The lesson is methodological, not merely a counsel of humility. Putnam's reversal happened because he had built both the theory and the argument that refuted it, and he could not, in honesty, hold both. The application is to construct, as deliberately as possible, the strongest case against whatever one currently believes about machine minds—and then take that case as seriously as the case for. If you believe these systems understand, you owe yourself the most forceful version of the argument that they do not, and you must be prepared to be moved by it; if you believe they are empty, you owe yourself the strongest argument that the boundary between sophisticated function and genuine mind is thinner than you assume.
The concept also carries the cycle's stance toward certainty itself. The questions Putnam wrestled with—what meaning is, what thought is, whether the mental reduces to the physical—are at the frontier of what inquiry can reach, and the machines are new and changing under us, which makes the questions harder still.
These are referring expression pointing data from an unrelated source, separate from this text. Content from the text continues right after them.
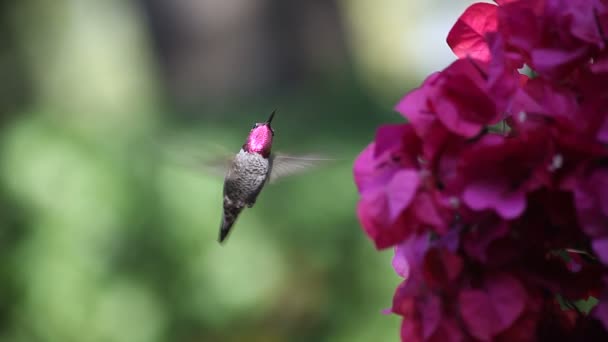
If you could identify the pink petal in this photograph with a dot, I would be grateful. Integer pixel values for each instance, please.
(483, 195)
(489, 312)
(400, 191)
(467, 36)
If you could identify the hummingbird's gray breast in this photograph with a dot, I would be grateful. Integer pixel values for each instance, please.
(245, 178)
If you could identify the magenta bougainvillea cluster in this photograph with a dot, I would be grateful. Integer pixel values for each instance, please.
(495, 192)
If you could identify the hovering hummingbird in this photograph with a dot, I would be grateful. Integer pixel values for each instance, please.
(253, 167)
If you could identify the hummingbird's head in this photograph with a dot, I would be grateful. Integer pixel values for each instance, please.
(260, 138)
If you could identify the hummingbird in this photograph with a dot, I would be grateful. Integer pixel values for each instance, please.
(252, 167)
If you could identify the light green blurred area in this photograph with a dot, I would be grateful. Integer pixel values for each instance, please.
(108, 229)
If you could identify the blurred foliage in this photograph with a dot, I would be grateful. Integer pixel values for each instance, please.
(107, 235)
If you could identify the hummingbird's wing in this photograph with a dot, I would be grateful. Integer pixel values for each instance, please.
(284, 165)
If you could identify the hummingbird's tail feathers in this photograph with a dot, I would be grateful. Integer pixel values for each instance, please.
(228, 219)
(283, 165)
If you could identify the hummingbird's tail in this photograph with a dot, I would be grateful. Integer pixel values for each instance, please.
(228, 219)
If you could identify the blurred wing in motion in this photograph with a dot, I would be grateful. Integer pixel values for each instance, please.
(214, 161)
(287, 165)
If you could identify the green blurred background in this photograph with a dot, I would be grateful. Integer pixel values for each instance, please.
(108, 226)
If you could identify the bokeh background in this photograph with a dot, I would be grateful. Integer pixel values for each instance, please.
(108, 224)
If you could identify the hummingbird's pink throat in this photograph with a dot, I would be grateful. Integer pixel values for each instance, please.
(259, 140)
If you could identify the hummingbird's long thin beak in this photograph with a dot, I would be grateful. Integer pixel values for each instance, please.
(271, 117)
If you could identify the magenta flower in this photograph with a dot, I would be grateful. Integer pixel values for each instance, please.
(495, 193)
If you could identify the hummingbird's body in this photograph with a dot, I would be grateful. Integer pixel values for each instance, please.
(252, 168)
(247, 174)
(242, 185)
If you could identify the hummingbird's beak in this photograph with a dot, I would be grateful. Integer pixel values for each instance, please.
(271, 117)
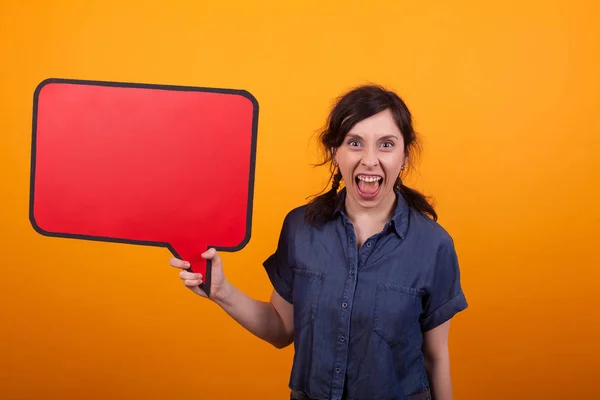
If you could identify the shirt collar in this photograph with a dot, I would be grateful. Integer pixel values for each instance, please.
(399, 219)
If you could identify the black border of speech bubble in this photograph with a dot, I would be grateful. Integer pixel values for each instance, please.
(205, 286)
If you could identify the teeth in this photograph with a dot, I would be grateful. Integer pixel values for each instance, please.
(369, 179)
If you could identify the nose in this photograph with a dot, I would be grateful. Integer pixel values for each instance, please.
(370, 159)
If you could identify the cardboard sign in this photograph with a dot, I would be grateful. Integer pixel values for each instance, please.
(144, 164)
The appropriate posture is not confidence but disciplined uncertainty: strong views held provisionally, as the best current account rather than the final word, with a clear sense of what would change one's mind. That combination of substantive commitment and genuine revisability is the rarest thing in the discourse, and it is the spectacle this concept preserves.
Putnam built functionalism in the 1960s and watched it become close to the consensus in philosophy of mind. The theory said a mental state is fixed by its functional role—its pattern of internal causes and effects—and it remains the implicit creed of much of the AI research community. The instrument of its undoing was his own Twin Earth argument, which showed that meaning, and therefore mental content, is not fixed by anything internal: your molecular twin, internally identical to you, means something different by "water" because the world he is embedded in is different.
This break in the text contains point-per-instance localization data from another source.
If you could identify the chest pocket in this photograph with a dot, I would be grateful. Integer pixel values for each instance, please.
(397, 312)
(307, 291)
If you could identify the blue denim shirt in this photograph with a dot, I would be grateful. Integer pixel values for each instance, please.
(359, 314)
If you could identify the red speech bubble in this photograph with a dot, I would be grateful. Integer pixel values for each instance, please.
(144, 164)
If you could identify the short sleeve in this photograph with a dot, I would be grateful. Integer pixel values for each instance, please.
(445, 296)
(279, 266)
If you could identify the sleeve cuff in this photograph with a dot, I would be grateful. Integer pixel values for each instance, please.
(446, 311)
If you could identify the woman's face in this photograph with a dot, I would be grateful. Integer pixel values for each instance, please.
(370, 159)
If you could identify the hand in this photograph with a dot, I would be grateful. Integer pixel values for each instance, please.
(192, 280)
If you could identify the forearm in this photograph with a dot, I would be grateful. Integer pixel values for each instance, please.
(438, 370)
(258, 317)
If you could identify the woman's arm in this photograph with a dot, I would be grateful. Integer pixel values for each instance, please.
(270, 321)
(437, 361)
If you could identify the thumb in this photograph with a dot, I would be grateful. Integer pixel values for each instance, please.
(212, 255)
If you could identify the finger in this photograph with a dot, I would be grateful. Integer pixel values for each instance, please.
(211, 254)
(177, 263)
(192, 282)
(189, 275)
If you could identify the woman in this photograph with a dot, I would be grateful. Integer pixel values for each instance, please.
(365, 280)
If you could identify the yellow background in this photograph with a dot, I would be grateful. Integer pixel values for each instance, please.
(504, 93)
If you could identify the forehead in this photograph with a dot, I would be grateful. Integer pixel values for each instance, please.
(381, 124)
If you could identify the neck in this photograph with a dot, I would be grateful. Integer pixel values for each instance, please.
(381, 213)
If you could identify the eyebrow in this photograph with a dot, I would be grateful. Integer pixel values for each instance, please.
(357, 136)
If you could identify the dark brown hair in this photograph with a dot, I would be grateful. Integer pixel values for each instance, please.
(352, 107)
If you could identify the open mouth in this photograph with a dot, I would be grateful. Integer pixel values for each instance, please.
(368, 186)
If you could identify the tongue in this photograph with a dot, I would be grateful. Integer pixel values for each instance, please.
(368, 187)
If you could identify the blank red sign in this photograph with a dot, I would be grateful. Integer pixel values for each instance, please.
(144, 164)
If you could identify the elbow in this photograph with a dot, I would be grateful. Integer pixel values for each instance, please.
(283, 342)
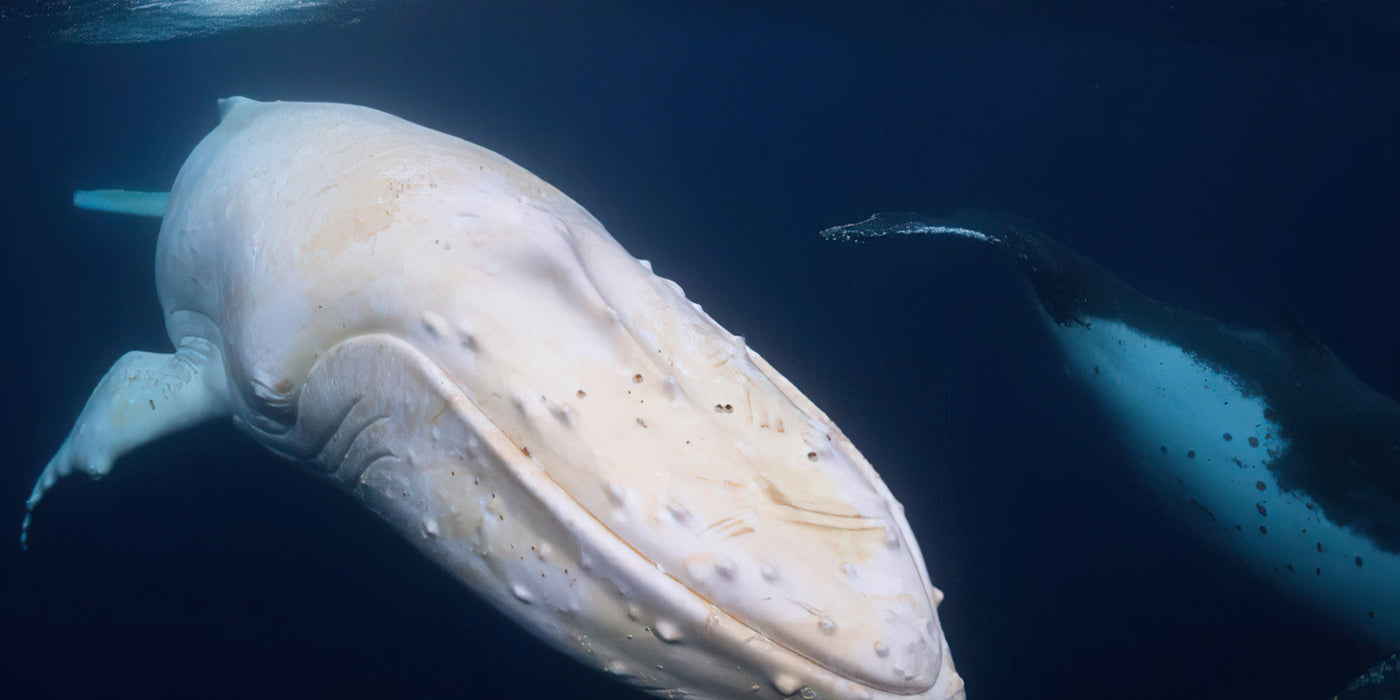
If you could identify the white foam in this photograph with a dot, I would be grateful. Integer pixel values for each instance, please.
(142, 21)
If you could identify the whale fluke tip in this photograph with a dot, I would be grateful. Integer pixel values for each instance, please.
(879, 226)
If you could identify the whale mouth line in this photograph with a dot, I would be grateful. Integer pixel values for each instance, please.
(748, 627)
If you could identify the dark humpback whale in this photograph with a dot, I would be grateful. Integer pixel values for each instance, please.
(1280, 450)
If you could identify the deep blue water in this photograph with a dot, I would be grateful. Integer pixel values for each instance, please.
(1242, 163)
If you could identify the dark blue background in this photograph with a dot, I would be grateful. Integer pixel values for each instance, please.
(1242, 163)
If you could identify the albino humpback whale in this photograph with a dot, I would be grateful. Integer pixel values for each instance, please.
(471, 354)
(1266, 437)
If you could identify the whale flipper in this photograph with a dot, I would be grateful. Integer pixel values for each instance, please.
(142, 398)
(1291, 458)
(122, 202)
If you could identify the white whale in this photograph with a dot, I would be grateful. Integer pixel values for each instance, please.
(472, 356)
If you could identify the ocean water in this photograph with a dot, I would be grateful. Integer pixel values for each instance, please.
(1241, 161)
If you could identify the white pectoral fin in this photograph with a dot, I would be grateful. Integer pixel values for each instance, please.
(143, 396)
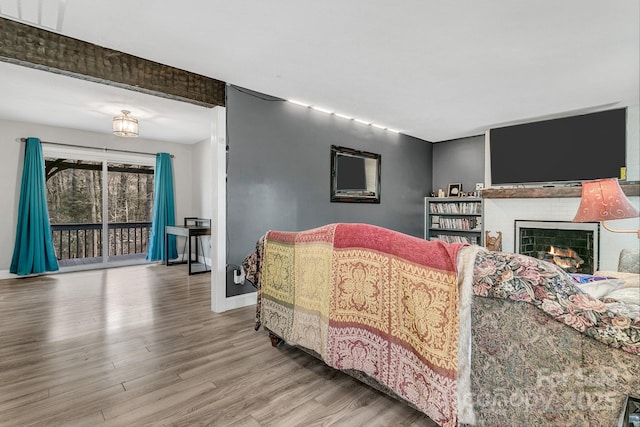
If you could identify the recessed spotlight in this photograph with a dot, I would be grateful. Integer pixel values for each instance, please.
(322, 110)
(298, 103)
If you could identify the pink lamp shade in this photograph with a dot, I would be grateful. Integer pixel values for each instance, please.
(604, 200)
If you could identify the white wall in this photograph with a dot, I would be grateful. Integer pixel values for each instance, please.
(12, 159)
(201, 188)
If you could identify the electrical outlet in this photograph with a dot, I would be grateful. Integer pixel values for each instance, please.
(238, 277)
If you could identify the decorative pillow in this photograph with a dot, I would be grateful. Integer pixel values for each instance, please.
(601, 288)
(586, 278)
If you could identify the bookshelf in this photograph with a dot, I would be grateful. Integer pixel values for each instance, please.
(454, 219)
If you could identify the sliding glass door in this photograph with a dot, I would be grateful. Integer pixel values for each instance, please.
(100, 206)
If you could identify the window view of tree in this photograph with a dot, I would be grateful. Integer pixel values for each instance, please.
(74, 197)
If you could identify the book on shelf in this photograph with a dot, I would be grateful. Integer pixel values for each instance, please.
(474, 240)
(473, 208)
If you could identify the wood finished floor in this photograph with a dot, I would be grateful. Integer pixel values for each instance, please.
(139, 346)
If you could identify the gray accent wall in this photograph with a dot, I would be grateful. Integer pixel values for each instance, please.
(458, 161)
(278, 173)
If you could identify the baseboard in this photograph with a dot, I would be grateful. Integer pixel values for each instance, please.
(242, 300)
(4, 274)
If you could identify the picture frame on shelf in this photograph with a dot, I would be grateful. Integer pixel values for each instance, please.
(454, 189)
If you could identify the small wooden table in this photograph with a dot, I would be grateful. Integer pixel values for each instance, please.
(188, 231)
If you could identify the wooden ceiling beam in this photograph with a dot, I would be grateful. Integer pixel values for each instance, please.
(44, 50)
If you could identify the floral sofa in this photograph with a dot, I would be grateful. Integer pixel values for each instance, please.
(546, 351)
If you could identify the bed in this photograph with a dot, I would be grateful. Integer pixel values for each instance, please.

From this Putnam drew the conclusion that two systems can share every functional state and still differ in what their thoughts mean—so functional organization cannot determine mental content. He pressed a second line as well, turning multiple realizability against its maker: mental kinds are themselves multiply realizable over functional kinds, so identifying the mind with a program fails for the same reason identifying it with a brain state had failed. He had, in effect, refuted himself twice over with a single body of work.
It would be a mistake to read this as a retreat into mysticism, and the distinction matters for how the concept applies to AI. Putnam did not embrace dualism or claim the mind is made of special non-physical stuff. His objection was conceptual: the vocabulary of computation, however powerful for describing brains as physical systems, is simply the wrong vocabulary for capturing what we mean by mind, because meaning, reference, rationality, and justification are normative and world-involving, not facts about syntax. Later he softened into a "liberal functionalism," allowing that the right functional capacities, suitably embedded, matter—but he never returned to the clean, self-contained machine-table picture of his youth.
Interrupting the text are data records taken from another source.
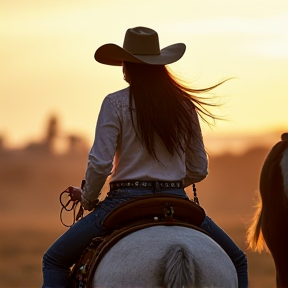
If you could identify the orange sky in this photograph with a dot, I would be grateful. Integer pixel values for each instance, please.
(47, 65)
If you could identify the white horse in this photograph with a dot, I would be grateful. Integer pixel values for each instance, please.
(166, 256)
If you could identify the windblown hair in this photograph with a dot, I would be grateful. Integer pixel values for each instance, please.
(164, 106)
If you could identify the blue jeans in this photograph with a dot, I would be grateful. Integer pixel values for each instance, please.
(68, 248)
(237, 256)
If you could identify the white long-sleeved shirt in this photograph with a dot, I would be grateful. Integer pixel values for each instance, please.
(117, 151)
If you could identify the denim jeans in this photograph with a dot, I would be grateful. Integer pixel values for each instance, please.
(237, 256)
(68, 248)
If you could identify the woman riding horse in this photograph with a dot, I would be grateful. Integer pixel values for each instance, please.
(148, 139)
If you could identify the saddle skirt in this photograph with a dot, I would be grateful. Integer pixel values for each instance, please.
(131, 216)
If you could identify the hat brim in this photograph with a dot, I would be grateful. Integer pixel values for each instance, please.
(112, 54)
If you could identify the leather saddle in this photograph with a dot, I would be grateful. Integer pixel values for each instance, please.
(130, 216)
(155, 207)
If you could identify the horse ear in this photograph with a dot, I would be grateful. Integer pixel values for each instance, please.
(284, 137)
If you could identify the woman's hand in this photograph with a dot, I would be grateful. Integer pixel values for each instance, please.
(75, 193)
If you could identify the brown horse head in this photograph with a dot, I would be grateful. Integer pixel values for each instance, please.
(270, 224)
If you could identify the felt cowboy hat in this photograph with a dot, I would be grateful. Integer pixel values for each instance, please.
(141, 45)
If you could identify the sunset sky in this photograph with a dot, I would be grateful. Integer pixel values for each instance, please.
(47, 65)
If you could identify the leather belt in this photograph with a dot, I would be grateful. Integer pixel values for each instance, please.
(145, 184)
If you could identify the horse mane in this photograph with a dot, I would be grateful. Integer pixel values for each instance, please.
(273, 173)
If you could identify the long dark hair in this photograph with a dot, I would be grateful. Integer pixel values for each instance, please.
(164, 106)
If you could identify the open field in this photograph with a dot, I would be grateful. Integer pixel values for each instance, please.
(29, 223)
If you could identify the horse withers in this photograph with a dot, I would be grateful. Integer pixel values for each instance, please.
(269, 228)
(159, 251)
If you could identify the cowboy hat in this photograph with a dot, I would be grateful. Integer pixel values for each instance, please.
(141, 45)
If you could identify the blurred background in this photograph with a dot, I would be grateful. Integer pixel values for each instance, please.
(51, 91)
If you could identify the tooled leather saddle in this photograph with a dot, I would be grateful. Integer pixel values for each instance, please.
(128, 217)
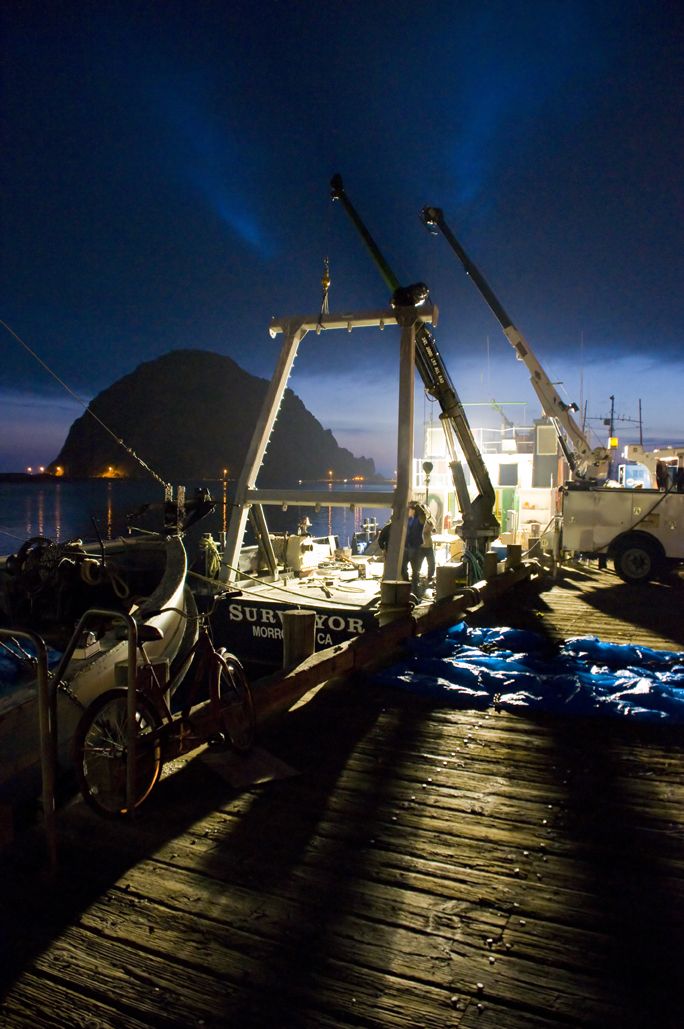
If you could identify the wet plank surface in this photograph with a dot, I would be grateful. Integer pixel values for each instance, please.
(406, 865)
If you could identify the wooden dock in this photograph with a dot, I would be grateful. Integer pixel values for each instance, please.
(399, 865)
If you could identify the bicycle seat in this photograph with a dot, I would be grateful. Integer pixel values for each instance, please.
(149, 634)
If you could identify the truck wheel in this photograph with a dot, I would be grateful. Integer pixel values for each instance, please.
(636, 561)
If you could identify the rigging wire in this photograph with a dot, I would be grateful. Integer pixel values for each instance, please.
(86, 406)
(325, 285)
The question the concept raises is whether self-refutation is a virtue or a vice—whether Putnam's reversals show admirable honesty or a failure to settle anything. Critics have read his serial changes of mind as instability, a thinker unable to hold a position long enough to defend it; on this view the lesson for AI is unhelpful, since one cannot run a research program on perpetual revision. The defense is that Putnam did not change his mind from caprice but from argument, abandoning each position only when a stronger argument—often his own—defeated it, which is exactly what a serious inquirer should do and what the pre-committed camps in the AI debate refuse to do. A deeper worry is whether the discipline is even available on the hardest questions: if no one can specify the criterion for machine mind, perhaps building the strongest case on each side simply produces a permanent standoff, and the demand to remain movable becomes a demand to remain paralyzed. Putnam's own example answers this: he did remain movable, on the hardest question there is, and the movement was progress—each reversal left the question better posed than before, the comfortable theory replaced by a sharper sense of what a theory of mind would actually have to do. The machines will keep surprising us; the confident pronouncements of this year will look as quaint as the last AI boom's; what will not go out of date is the discipline of letting the argument win, especially when the theory is yours.